3. Questions a hospital system contemplating partnership should ask?
The biggest question the hospital C Suite should be asking, from an in-depth question position is “What is in it for me (the hospital, their physicians and patients)”? This is the WIFM principle. Does the commercial laboratory have a good track record as far as hospital commercial lab partnerships? Do these partnerships provide value to both partners or are they mainly for the benefit of the commercial laboratory? What options does the partnership have with regard to hospital laboratory management, formation of mutually beneficial outreach/in-reach laboratory joint venture to include provision of pre and post analytical clinical laboratory support and laboratory revenue cycle management? How can the commercial laboratory partner assist in improvement of utilization of laboratory services to reduce unnecessary testing and to drive the hospital and outreach/in-reach testing to provide the right test at the right time to reduce cost and improve patient outcomes?

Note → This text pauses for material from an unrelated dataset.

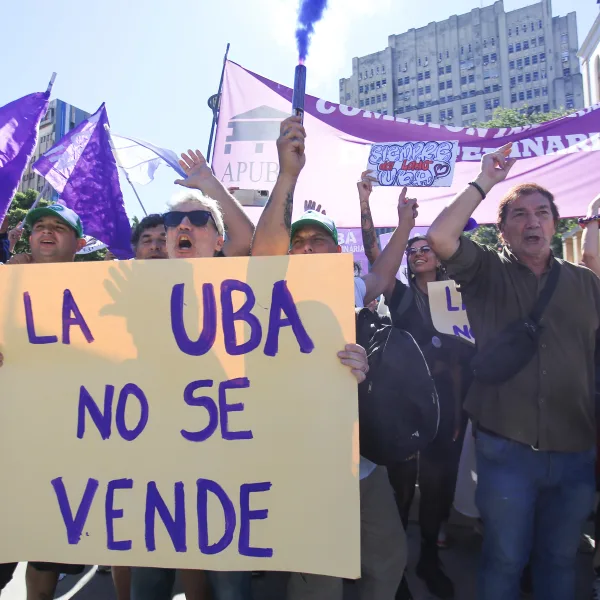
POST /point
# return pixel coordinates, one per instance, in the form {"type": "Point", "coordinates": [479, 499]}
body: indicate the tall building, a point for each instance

Karen Hohenstein, managing director of the healthcare team at Navigant Consulting
1. How are the partnerships structured?
These type of partnerships are structured to take advantage of the skill set of each organization. Hospitals operate high quality lab operations that need to run 24/7 and are close to physicians needing lab services. However hospitals typically lack the pre & post analytical tools (such as EHR connectivity, client services, billing, sales & marketing) required to provide high quality outreach lab services to the physician community. The commercial lab provides these services greater purchasing scale than hospital labs, a knowledge of how to run the lab at a lower cost structure. By bringing the skill sets of both organizations together in one partnership, you can create a more efficient hospital laboratory and a better outreach lab program than either organization could provide on its own. In addition most large commercial laboratories have greater purchasing power than hospital labs, and are able to reduce overall lab costs.

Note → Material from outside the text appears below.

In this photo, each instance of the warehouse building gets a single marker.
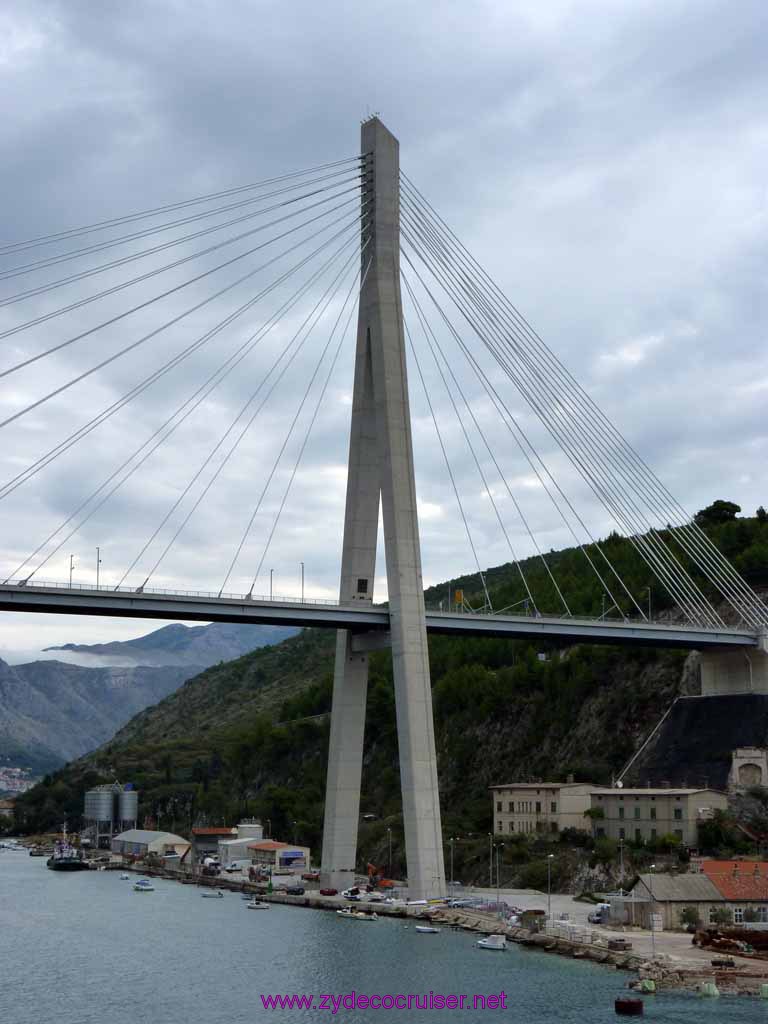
(280, 857)
(137, 843)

The partnerships are typically structured as a joint venture so that each partner has ownership in the new organization. Ownership percentages are based on a combination of revenues, capital or capital equivalents contributed to the joint venture.

2. When the partnerships work well, why do they work well?

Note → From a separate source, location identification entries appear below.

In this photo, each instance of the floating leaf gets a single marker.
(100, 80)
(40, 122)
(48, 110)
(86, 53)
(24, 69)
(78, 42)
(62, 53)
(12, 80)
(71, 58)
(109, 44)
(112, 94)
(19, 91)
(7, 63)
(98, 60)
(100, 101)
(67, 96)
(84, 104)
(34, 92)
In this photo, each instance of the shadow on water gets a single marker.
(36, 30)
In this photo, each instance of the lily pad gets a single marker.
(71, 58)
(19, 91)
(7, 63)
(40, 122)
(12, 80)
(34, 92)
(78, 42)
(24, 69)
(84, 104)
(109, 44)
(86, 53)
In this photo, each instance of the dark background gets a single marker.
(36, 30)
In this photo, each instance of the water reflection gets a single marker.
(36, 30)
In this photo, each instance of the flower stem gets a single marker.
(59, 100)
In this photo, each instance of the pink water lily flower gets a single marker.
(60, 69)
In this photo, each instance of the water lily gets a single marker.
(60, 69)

As with any well-functioning collaboration, these partnerships work best when built on a foundation of trust and open communication. Additionally these partnership work particularly well with health systems with multiple hospitals in an urban area, in close proximity to employed physicians and other affiliated physicians. As well as for health systems considering value based reimbursement models. Finally, the partnership will be long term sustainable if both parties are invested in continuous evolution, always driving to the next level of efficiency and innovation.

3. When they fail, why do they fail?
Several factors can contribute to the deterioration of the partnership. In the early years of the partnership poor implementation planning and inconsistent communication can doom an otherwise value heavy relationship. As the partnership matures, the failure to innovate and evolve to continually provide value to both parties can doom a once successful relationship.